Helping out your fellow townsfolk makes a great change of pace in the game, as most of the main story takes place outside of Ravensthorpe’s defences, there’s still something incredibly satisfying about helping out your own clan, and getting to know each of them more personally – and if that isn’t enough, you might even find love along the way!
The combat is highly impressive. At first, given the combat we saw in the games pre-release trailers, I was a little worried as to how complex it would be in the larger battles, or if it would be clunky, if not overwhelming.
Despite the initial impressions, however, the combat flows neatly from enemy to enemy and stays true to the Assassin’s Creed style that fans have grown to love over the years.
The larger battles do sometimes feel as though they are lacking complexity, however. They don’t feel very well thought out, and the skirmishes between friendly and enemy soldiers don’t seem to be getting anywhere. Each battle very heavily depends on your sole objectives and if you manage to complete them successfully.
Progressing through the skill tree gives you the ability to dual-wield, and access more special attacks which makes the combat even more satisfying. It offers a fresh approach to combat in terms of variety, so it doesn’t feel as though it’s becoming boring the more you play. You might decide to keep the iconic axe and shield, but experimenting with other, more violent ways to annihilate your enemies is so much fun.
Contrary to the original AC titles, stealth is always an option, but it doesn’t force you into that style of play. As the game becomes a lot more open in its RPG elements, you can also play in the style you want. If you prefer hacking your way to victory, so be it! You can play in the way you feel is best.
Graphics and Sound
The game looks stunning. The rich Viking and Saxon culture is covered in detail throughout the landscape of the game.

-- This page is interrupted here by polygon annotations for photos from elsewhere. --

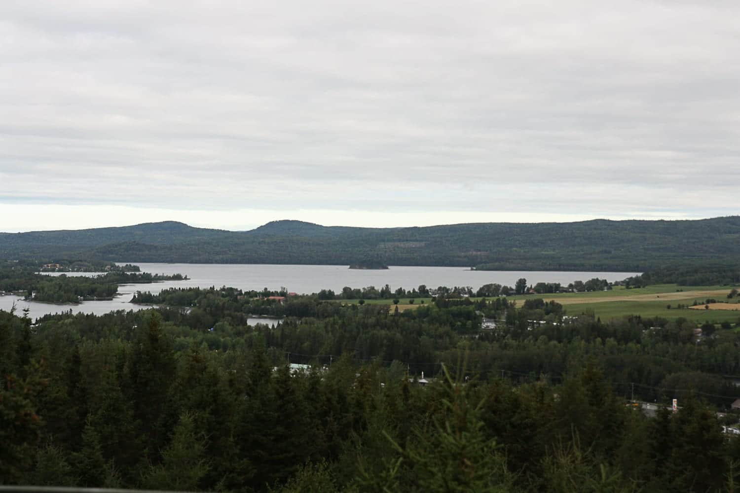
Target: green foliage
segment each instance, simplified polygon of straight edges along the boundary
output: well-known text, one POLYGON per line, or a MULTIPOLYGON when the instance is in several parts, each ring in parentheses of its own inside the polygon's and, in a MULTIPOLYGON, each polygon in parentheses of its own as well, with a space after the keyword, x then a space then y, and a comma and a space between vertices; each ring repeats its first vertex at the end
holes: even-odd
POLYGON ((0 256, 221 263, 477 265, 489 270, 643 272, 692 260, 736 265, 740 217, 695 221, 324 227, 278 221, 251 231, 178 222, 78 231, 0 234, 0 256))
POLYGON ((198 491, 208 472, 205 439, 195 429, 192 418, 180 417, 172 441, 162 451, 162 462, 152 466, 142 482, 145 488, 162 490, 198 491))

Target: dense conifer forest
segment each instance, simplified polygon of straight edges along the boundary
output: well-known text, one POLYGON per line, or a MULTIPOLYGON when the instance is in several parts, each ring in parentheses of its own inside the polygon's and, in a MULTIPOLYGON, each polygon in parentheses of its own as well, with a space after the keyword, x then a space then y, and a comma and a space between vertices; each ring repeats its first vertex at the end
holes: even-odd
POLYGON ((536 300, 397 311, 297 296, 264 302, 287 316, 278 325, 249 326, 233 290, 196 294, 184 310, 0 312, 0 483, 565 492, 740 480, 740 440, 722 427, 740 416, 716 414, 740 397, 723 378, 740 375, 737 324, 697 338, 686 320, 603 323, 536 300))

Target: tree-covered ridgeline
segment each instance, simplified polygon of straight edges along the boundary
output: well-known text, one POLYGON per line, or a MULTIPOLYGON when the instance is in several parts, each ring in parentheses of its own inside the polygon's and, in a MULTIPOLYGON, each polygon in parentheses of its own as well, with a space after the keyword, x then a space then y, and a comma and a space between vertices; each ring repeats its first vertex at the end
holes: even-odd
POLYGON ((736 262, 677 264, 648 271, 629 277, 628 288, 642 288, 656 284, 677 284, 681 286, 740 285, 740 265, 736 262))
POLYGON ((697 339, 685 320, 565 319, 537 300, 397 312, 306 296, 310 315, 271 327, 229 296, 34 324, 0 312, 0 482, 735 491, 740 441, 714 412, 740 397, 722 377, 740 375, 731 326, 697 339), (633 395, 680 409, 648 417, 633 395))
POLYGON ((4 263, 0 265, 0 291, 14 293, 26 299, 47 303, 77 303, 80 301, 110 299, 119 284, 150 284, 187 279, 181 274, 163 275, 147 272, 113 271, 103 275, 50 276, 38 273, 31 265, 4 263))
POLYGON ((349 265, 454 265, 495 271, 645 272, 707 261, 737 265, 740 217, 700 220, 325 227, 277 221, 249 231, 179 222, 0 234, 0 257, 349 265))

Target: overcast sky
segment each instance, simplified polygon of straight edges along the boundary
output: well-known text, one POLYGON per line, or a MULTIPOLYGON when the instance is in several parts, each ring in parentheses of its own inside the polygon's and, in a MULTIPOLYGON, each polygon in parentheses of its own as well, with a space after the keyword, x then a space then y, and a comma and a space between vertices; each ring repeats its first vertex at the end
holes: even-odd
POLYGON ((737 214, 737 1, 0 2, 0 231, 737 214))

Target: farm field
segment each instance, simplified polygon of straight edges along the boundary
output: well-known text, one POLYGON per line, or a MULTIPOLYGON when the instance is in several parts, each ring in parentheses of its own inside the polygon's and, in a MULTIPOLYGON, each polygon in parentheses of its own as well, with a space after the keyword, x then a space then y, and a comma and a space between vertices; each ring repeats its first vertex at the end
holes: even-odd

The intrinsic details of the ancient artwork that adorns structural walls are beautiful, as well as the clothing and the features of each character which is perfectly captured by how we imagine the Vikings to have been.
The seasonal landscapes are embellished with sun, snow and fire-lit torches that guide the way through the dark nights. The details of the game’s environments encourage exploration, and it never feels dull.
The soundtrack for the game is also quite dark and dramatic, which adds to the ambience and pace of the game nicely. Jesper Kyd hasn’t disappointed with the other AC titles he’s worked on, and Sarah Schachner’s AC Origins soundtrack was also a great score, so it didn’t seem as though the score for Valhalla would be a disappointment, and it definitely isn’t!
Assassin’s Creed Valhalla is the best in the series so far. The story runs deep, and it feels as though it’s an improvement on Origins and Odyssey, which were both great games in their own right.
Overall, Valhalla doesn’t disappoint, and although in some respects it doesn’t feel like the classic Assassin’s Creed experience, it still delivers, and it shows how far the series has come, while still building on its core concept. The series is evolving, and it’s interesting to see where it will go next!